Muitos autores, todavia, não concordam com esta tese, e entendem que o crime se consuma no momento em que o corpo da vítima é violado. Entretanto, o raciocínio é perigoso, pois pode afastar a incidência do instituto da desistência voluntária, previsto no art. 15 do Código Penal. Por exemplo: o agente, buscando a conjunção carnal, após rasgar a roupa da vítima e tocar em suas pernas, com o intuito de afastá-las para a penetração, desiste do crime, para evitar a condenação pelo estupro de vulnerável. Neste caso, se configuraria desistência voluntária. Entretanto, para os autores que sustentam que o toque no corpo da vítima consuma o crime, pouco importando a sua intenção, o crime de estupro de vulnerável restaria configurado.
1.4. A prática do crime por um agente menor de 18 (dezoito) anos
Partindo da teoria tripartida do crime, onde este é um fato típico, antijurídico e culpável, o menor de 18 anos pode vir a cometer crime, mas não preenche o requisito da culpabilidade, pois é inimputável.
Dessa forma, não pode ser penalmente responsabilizado como se adulto fosse, porque a imputabilidade penal inicia-se aos 18 anos, ficando o adolescente que comete infração penal sujeito à aplicação de medida socioeducativa.
Assim, sua conduta delituosa é denominada tecnicamente de ato infracional, previsto no artigo 103 da Lei 8.069/90, e sua responsabilização corresponderá as medidas previstas no artigo 101 do mesmo diploma legal.
1.5. Erro de tipo
Para discorrer sobre erro de tipo no crime de estupro de vulnerável, antes deve-se entender o que é erro de tipo.
Erro de tipo é uma causa excludente de culpabilidade, logo, ausente o dolo, isento de pena está o agente. Está prevista no artigo 20, caput, do Código Penal.
O erro de tipo se caracteriza pelo fato de o agente não querer cometer a conduta tida como crime, mas, por falsa percepção da realidade, por erro sobre elemento constitutivo do tipo, acaba praticando conduta típica.
Sendo assim, no tocante ao delito de estupro de vulnerável, o elemento constitutivo do tipo é a vítima ser menor de 14 anos, ou ser enfermo ou deficiente mental que não tenha o necessário discernimento para a prática do ato, ou que, por qualquer outra causa, não possa oferecer resistência. Logo, se o agente não souber a real idade da vítima, acreditando ser diversa, não constitui dolo, sendo isento de pena.

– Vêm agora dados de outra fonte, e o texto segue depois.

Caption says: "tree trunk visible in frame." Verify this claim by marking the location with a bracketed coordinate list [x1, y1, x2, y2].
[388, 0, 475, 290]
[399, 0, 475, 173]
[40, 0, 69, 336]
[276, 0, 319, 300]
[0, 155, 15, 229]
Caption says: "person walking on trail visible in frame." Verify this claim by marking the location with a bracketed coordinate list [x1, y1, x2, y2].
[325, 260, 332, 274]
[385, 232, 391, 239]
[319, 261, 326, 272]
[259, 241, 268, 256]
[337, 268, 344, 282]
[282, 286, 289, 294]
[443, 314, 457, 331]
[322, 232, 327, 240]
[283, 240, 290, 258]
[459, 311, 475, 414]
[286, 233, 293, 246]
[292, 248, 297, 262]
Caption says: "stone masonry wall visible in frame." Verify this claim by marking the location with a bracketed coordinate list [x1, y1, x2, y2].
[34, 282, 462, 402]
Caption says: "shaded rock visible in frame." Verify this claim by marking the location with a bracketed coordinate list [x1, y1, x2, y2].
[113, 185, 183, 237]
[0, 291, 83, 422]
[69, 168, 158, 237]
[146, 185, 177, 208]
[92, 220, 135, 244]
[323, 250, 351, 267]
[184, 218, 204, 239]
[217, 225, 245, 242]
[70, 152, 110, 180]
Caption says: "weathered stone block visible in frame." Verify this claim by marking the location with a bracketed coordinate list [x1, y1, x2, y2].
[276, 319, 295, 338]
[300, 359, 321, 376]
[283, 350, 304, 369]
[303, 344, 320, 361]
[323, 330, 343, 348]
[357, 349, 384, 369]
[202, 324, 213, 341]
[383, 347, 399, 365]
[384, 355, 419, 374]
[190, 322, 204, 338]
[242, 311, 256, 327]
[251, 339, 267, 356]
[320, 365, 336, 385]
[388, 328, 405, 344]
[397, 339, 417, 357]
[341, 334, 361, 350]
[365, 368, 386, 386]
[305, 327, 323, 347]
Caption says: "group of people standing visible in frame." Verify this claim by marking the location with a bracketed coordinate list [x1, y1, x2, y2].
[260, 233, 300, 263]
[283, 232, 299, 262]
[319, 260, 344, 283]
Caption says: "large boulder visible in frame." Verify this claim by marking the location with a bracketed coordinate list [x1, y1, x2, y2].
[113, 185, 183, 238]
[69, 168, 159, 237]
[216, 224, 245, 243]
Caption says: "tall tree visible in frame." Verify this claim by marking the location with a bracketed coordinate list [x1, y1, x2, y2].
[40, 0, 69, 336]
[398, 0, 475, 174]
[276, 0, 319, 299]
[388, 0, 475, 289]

Importante mencionar que o erro de tipo permite a exclusão do dolo, mas não da culpa. Logo, se o crime tiver previsão de culpa, responderá pelo agente pela modalidade culposa. Porém, como o delito de estupro de vulnerável não admite a modalidade culposa, excluído o dolo não responde o agente por crime nenhum.

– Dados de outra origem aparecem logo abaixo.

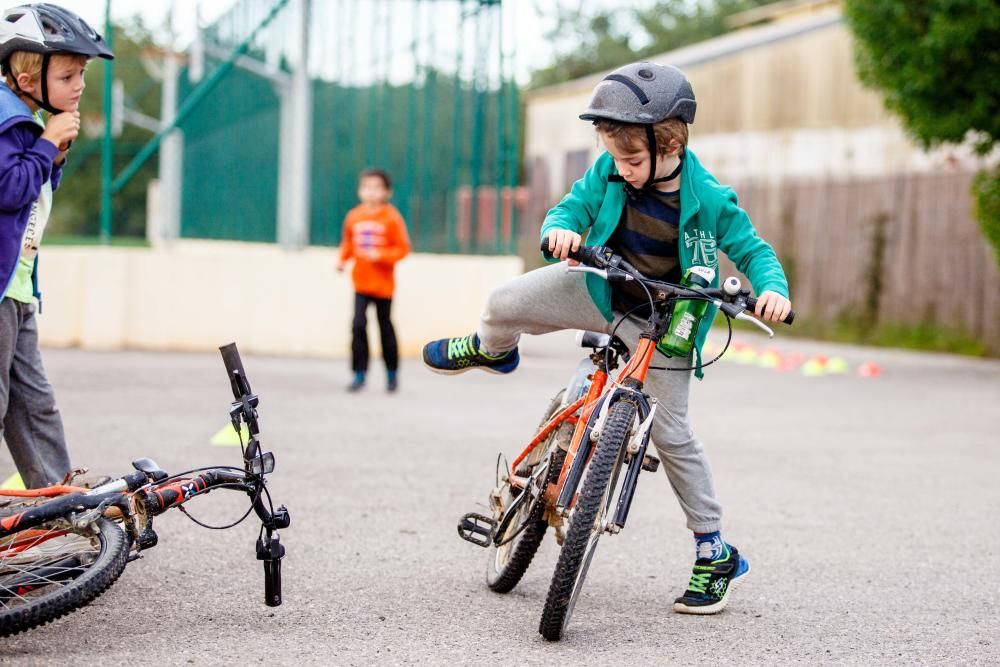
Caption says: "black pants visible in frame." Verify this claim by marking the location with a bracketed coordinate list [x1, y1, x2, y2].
[351, 292, 398, 373]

Um exemplo de situação de erro de tipo no crime de estupro de vulnerável, abordado por um professor em sala de aula, é a seguinte:
Numa casa noturna, onde só deveria ser permitida a entrada de maiores de 18 anos, o agente vem a conhecer uma pessoa que diz ter 19 (dezenove) anos, idade esta que condiz com a sua compleição física. Porém, na verdade tem apenas 13 (treze) anos. Decidem, então, ir ao motel, onde o ato sexual é praticado.
Neste caso, não haverá o crime estupro de vulnerável, pois houve erro sobre elemento constitutivo do tipo legal – o agente não sabia que estava fazendo sexo com alguém menor de 14 (quatorze) anos. Como não se pune a modalidade culposa, a conduta é atípica. Entrementes, é evidente que o erro só ocorrerá naquelas situações em que a vítima, de fato, aparenta ser maior de 14 (quatorze) anos.
Contudo, importante ressaltar que o erro de tipo deve incidir sobre a idade da vítima, e não sobre a vulnerabilidade. Portanto, se o agente, sabendo que a vítima é menor de 14 (quatorze) anos, com ela faz sexo, sob o argumento de que não a considerava vulnerável pois se prostitui, ou pelo fato de que ela já não era mais virgem, ocorrerá o delito do art. 217-A, pois a presunção de violência é absoluta.
A prova é a fase mais importante do processo, na medida em que se verifica a veracidade das informações fornecidas, sendo fundamental para a obtenção de uma percepção mais próxima da realidade e, consequentemente para a prolação de uma decisão mais justa.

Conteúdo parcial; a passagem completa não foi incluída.